MVMT Watches Inc. (pronounced "movement") (or simply MVMT) is an American watchmaker that sells quartz watches, as well as sunglasses and other accessories. The company was founded in June 2013 and was acquired by Movado in August 2018.

== Etymology ==
The word "MVMT" is a play-on-words, denoting both the movement of time and people, as well as the movement component of a watch.

== History ==
MVMT was co-founded in June 2013 by college dropouts Jake Kassan and Kramer LaPlante. They raised more than $290,000 for MVMT through two crowdfunding campaigns on Indiegogo.

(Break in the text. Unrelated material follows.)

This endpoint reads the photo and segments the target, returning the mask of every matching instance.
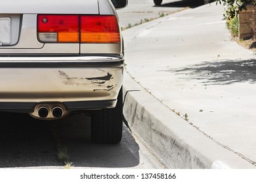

MVMT started selling sunglasses in 2016 and was acquired by watchmaker Movado in August 2018 for over $100 million, possibly reaching $200 million depending on performance.

== Userbase and sales ==
According to MVMT, in 2017, 88% of their users were under 34 years old and 45% were under 24.

By December 2016, the company had sold over 600,000 watches and was estimated to have sold over 1 million watches by September 2018.